U.S. FDA Approves
MydayisTM (mixed salts of a single-entity amphetamine
product) – A New Once-Daily Option for ADHD Symptom Control in
Patients 13 Years and Older
Mydayis
demonstrated improvements lasting up to 16 hours post-dose,
beginning at 2 or 4 hours post-administration, compared to placebo,
in total score on a skill-adjusted math test that measures
attention in ADHD
Lexington, Mass., USA –
June 20, 2017 – Shire plc
(LSE: SHP, NASDAQ: SHPG) announced today that the U.S. Food and
Drug Administration (FDA) has approved MYDAYISTM (mixed
salts of a single-entity amphetamine product), a once-daily
treatment comprised of three different types of drug-releasing
beads for patients 13 years and older with Attention Deficit
Hyperactivity Disorder (ADHD). Mydayis is not for use in children
12 years and younger. Shire expects to make Mydayis commercially
available in the United States in
the third quarter of 2017.
The U.S. FDA approval of Mydayis is based on results from 16
clinical studies evaluating Mydayis in more than 1,600 subjects,
including adolescents (aged 13 to 17 years) and adults with ADHD.
In pivotal, placebo-controlled clinical studies, Mydayis
significantly improved symptoms of ADHD, as measured by the
ADHD-RS-IV and the Permanent Product Measure of Performance
(PERMP), in adults and adolescents. Improvement on the PERMP, an
objective, validated, skill-adjusted math test that measures
attention in ADHD patients, reached statistical significance
beginning at 2 or 4 hours post-dose and lasting up to 16 hours
post-dose.
“Mydayis is the latest innovation in Shire’s 20-year legacy of
helping to support the treatment of ADHD. It’s a testament to
Shire’s commitment to helping support the evolving needs of
appropriate patients with ADHD,” said Flemming Ornskov, M.D., MPH,
CEO of Shire. “With this approval, we hope to help patients who
need a once-daily treatment option. Mydayis has shown efficacy
lasting up to 16 hours after taking one capsule, beginning at 2 or
4 hours post-dose.”
Andrew J. Cutler, M.D., Executive
Vice President and Chief Medical Officer at Meridien Research and
an investigator in the Mydayis clinical trials said: “Many of my
patients living with ADHD are trying to manage symptoms that impact
them in different settings – often across home life, school or
work, and in social settings. Patients have individual needs and
may respond differently to treatments, so it is important for
healthcare professionals to have multiple options. It’s rewarding
to work with Shire to provide a new treatment option that may help
appropriate patients with ADHD.”
Mydayis, other amphetamine containing
medicines, and methylphenidate have a high chance for abuse and can
cause physical and psychological dependence. Your healthcare
provider should check you or your child for signs of abuse and
dependence before and during treatment with Mydayis.
In pivotal Phase 3 clinical studies where efficacy was the
primary endpoint, a morning dose of Mydayis demonstrated
superiority to placebo based on the change from baseline in the
ADHD-RS-IV total score for adult and adolescent patients,
respectively. The most common adverse reactions associated with
Mydayis (incidence ?5% and at a rate at least twice placebo) in
adults are insomnia, decreased appetite, decreased weight, dry
mouth, increased heart rate, and anxiety. For pediatric patients
(13 years and older), the most common adverse reactions were
insomnia, decreased appetite, decreased weight, irritability, and
nausea.
In Phase 2 studies (two studies in adults and one in
adolescents), patients treated with Mydayis demonstrated improved
attention compared to placebo, as assessed by the total PERMP
score, with results reaching statistical significance beginning at
2 or 4 hours post-dose, and lasting up to 16 hours post-dose.
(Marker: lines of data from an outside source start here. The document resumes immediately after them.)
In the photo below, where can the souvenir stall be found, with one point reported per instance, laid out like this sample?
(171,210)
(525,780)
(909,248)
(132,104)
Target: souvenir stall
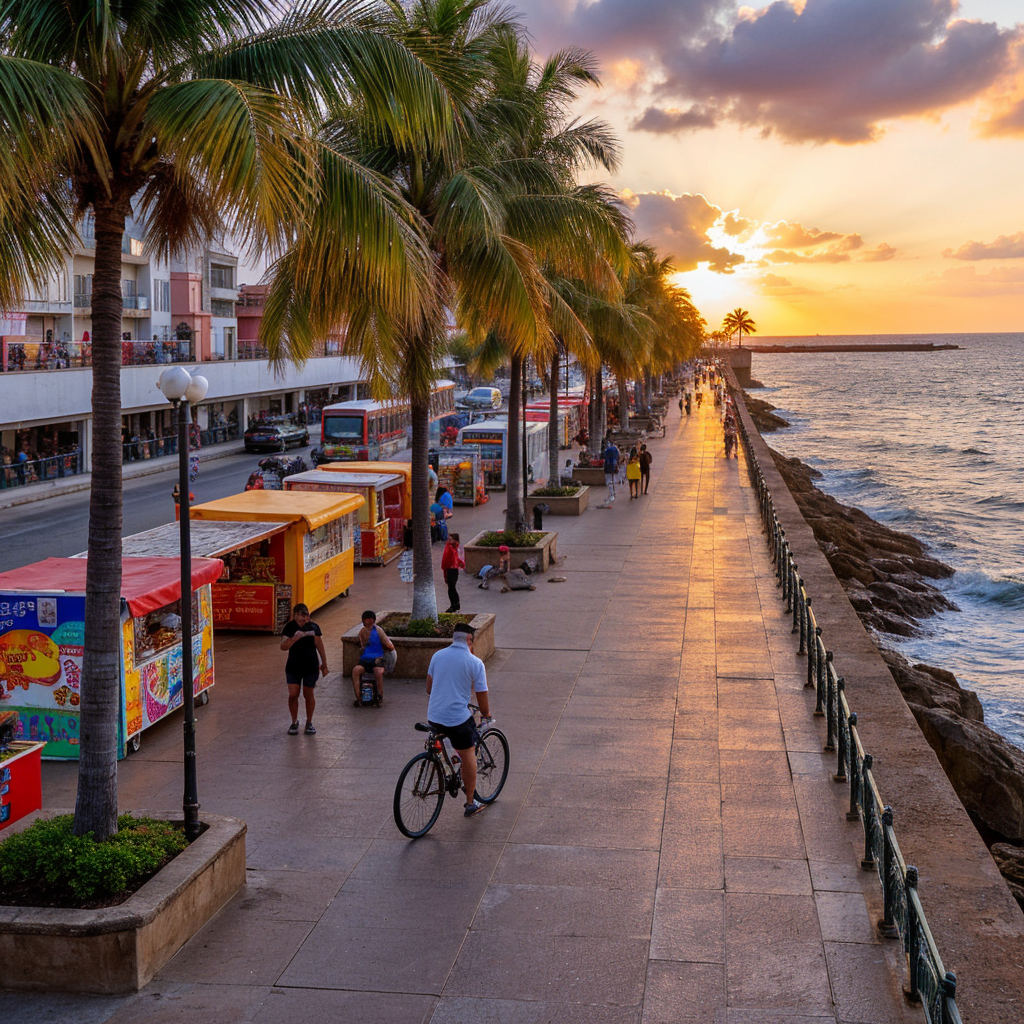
(380,523)
(251,593)
(42,637)
(459,468)
(316,554)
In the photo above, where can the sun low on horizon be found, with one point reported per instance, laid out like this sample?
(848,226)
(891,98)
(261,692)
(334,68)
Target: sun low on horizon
(833,166)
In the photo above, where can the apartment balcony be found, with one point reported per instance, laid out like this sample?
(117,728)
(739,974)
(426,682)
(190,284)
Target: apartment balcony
(45,306)
(136,305)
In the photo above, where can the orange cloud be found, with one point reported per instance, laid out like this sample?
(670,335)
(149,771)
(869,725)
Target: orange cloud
(1005,247)
(966,282)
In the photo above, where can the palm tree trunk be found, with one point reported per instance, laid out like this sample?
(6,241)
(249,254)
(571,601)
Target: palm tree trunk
(513,458)
(96,804)
(554,449)
(424,596)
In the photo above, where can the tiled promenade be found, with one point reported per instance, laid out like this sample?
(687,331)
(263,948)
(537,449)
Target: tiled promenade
(668,848)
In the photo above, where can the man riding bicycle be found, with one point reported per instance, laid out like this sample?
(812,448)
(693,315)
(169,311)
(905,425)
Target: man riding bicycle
(455,679)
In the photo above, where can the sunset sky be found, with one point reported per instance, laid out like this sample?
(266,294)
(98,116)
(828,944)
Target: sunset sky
(833,166)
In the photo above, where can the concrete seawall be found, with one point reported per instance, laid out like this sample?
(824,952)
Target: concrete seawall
(977,924)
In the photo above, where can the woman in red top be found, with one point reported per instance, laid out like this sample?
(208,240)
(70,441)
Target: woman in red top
(452,561)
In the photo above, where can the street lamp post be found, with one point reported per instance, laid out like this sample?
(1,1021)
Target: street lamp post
(183,389)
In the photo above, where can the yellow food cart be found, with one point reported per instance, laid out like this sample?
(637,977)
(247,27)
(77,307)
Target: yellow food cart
(317,546)
(380,526)
(251,593)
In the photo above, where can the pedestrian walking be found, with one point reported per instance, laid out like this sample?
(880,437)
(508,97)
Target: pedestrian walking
(452,562)
(633,473)
(302,638)
(645,460)
(611,458)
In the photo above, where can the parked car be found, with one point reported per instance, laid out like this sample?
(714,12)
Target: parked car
(273,469)
(483,397)
(275,435)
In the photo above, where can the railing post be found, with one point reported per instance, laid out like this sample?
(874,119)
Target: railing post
(868,862)
(844,733)
(887,926)
(912,937)
(821,680)
(854,813)
(832,710)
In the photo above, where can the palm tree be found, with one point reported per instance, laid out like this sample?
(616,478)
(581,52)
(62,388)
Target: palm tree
(190,116)
(570,229)
(457,202)
(739,323)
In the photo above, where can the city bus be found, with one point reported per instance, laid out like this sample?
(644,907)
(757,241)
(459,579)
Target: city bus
(369,431)
(491,437)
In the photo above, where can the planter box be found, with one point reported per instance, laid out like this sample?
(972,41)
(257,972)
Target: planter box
(415,652)
(118,949)
(592,476)
(561,506)
(477,556)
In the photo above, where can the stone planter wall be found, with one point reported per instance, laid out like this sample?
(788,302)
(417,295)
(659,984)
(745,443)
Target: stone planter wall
(118,949)
(415,652)
(477,556)
(561,506)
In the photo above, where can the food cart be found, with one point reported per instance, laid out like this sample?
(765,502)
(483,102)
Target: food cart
(251,593)
(317,555)
(381,518)
(42,637)
(460,469)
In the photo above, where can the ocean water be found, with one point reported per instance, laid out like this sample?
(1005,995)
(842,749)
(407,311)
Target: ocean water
(931,443)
Across all clinical studies, adverse events were generally mild to
moderate in severity and similar to those observed with other
amphetamine compounds.
ADHD is a neurodevelopmental disorder that manifests as a
persistent pattern of inattention and/or hyperactivity-impulsivity
that interferes with functioning or development. An estimated 4.4%
of adults have ADHD in the U.S. When applied to the full U.S. adult
population aged 18 and over, approximately 10.5 million adults are
estimated to have ADHD in the U.S. Approximately 50 to 66% of
children with ADHD may continue to have ADHD symptoms as adults.
Medication is not appropriate for all individuals diagnosed with
ADHD.
“Being diagnosed with ADHD as an adult helped me understand my
symptoms,” said Gina D’Angelo, an adult patient with ADHD. “Living
with my ADHD symptoms is an ongoing process, and how I navigate my
daily responsibilities with ADHD changes as I learn more about it.
It is encouraging to see new options that may help adults manage
their ADHD symptoms.”
Mydayis (mixed salts of a single-entity amphetamine
product) Important Safety Information
What is MYDAYISTM?
Mydayis is a prescription medicine used for the treatment of
Attention Deficit Hyperactivity Disorder (ADHD) in patients 13
years and older. Mydayis is not for use in children 12 years and
younger.
IMPORTANT SAFETY INFORMATION
Abuse and dependence. Mydayis, other amphetamine
containing medicines, and methylphenidate have a high chance for
abuse and can cause physical and psychological dependence. Your
healthcare provider should check you or your child for signs of
abuse and dependence before and during treatment with Mydayis.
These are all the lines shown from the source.